Insulin resistance in the ХХІ century: multimodal approach to assessing causes and effective correction
Keywords:insulin resistance, metabolic syndrome, melatonin, vitamin D, proinsulin, chronorhythms, biorhythms
In a broad sense, insulin resistance (IR) is the impairment of the biological response of target tissues to insulin stimulation. IR plays a leading role in the development of metabolic syndrome, the global prevalence of which continues to grow, despite the significant efforts of medical systems. The multicomponent nature of metabolic syndrome implies its complex and heterogeneous pathogenesis, knowledge about which is annually updated with new details as a result of scientific research.
This review systematizes the results of recent studies on risk factors and pathogenetic links in the development of IR, prospects and existing experience of using these data in clinical practice with an emphasis on assessing the level of melatonin and vitamin D. The issue of timely and reliable laboratory confirmation of IR is relevant not only for endocrinologists, but also for specialists in almost all areas. In clinical use apart from indirect methods of IR-assessment like HOMA-IR, there is an informative test intact proinsulin.
Recently, the increasing attention of researchers is attracted by such factors of the development of IR as vitamin D deficiency and disturbances in chrono- and biorhythms.

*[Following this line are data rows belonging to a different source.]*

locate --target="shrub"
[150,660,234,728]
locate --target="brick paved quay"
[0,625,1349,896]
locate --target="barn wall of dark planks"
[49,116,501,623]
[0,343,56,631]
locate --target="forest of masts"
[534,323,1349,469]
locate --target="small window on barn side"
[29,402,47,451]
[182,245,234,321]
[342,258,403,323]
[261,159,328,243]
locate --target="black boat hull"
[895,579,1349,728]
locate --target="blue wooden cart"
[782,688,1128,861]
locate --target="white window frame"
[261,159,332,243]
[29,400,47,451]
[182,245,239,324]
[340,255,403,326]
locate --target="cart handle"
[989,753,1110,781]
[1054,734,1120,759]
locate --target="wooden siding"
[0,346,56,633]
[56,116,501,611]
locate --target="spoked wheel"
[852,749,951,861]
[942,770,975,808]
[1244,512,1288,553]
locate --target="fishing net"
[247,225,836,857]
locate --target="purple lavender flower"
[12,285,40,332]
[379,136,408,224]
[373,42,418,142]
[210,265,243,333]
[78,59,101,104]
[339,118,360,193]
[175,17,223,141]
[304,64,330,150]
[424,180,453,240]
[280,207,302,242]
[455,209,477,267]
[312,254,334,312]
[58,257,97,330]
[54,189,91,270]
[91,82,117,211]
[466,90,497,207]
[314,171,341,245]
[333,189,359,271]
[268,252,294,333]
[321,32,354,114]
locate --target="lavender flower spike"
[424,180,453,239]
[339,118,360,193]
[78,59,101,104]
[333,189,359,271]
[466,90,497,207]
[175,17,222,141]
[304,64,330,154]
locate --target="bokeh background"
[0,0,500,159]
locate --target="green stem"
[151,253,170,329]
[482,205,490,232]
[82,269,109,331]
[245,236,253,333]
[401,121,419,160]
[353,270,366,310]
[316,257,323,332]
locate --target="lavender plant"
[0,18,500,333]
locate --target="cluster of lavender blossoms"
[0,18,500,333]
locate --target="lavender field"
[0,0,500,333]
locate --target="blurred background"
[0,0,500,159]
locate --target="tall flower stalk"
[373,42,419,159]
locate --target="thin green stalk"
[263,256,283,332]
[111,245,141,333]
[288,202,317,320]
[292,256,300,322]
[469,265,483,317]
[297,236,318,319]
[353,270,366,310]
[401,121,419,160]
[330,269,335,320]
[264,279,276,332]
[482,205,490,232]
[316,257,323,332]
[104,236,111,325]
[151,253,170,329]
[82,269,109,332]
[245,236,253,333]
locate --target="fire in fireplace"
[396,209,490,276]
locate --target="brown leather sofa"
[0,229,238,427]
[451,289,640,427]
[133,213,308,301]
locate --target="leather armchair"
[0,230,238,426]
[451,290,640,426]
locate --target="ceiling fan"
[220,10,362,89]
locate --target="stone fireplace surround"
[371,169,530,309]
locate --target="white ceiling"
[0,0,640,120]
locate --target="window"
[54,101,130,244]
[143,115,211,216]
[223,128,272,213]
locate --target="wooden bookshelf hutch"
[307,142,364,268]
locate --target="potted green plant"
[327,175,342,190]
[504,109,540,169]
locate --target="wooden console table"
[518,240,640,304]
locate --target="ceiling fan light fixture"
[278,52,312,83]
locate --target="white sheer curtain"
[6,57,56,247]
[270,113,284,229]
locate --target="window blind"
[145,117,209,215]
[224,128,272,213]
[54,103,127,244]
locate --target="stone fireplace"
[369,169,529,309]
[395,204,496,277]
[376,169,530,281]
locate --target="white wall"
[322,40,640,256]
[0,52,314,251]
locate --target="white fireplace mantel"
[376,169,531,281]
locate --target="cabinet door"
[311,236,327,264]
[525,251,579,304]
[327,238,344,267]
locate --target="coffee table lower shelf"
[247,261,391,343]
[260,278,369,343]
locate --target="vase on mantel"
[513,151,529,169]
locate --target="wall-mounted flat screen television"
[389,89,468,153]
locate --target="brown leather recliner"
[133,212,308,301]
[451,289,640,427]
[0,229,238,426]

Today, their role in the pathogenesis of IR can be considered proven, which makes it possible to consider vitamin D and melatonin as therapeutic agents in an integrated approach to the prevention and correction of IR. Statistical analysis of the research results of the “DILA” Medical Laboratory and clinical data provided by the Department of Endocrinology of the O.O. Bogomolets National Medical University also showed an association of vitamin D and melatonin levels with IR.
Thus, a review of scientific sources over the last 5 years clearly demonstrates the growing urgency of the problem of IR and metabolic syndrome, the need to reconsider their management from assessing traditional etiopathogenetic factors (alimentary) to taking into account the maximum spectrum of genetic aspects and exogenous impacts. An important place among the latter belongs to an objective assessment of the vitamin D and melatonin levels for adequate pharmacological correction.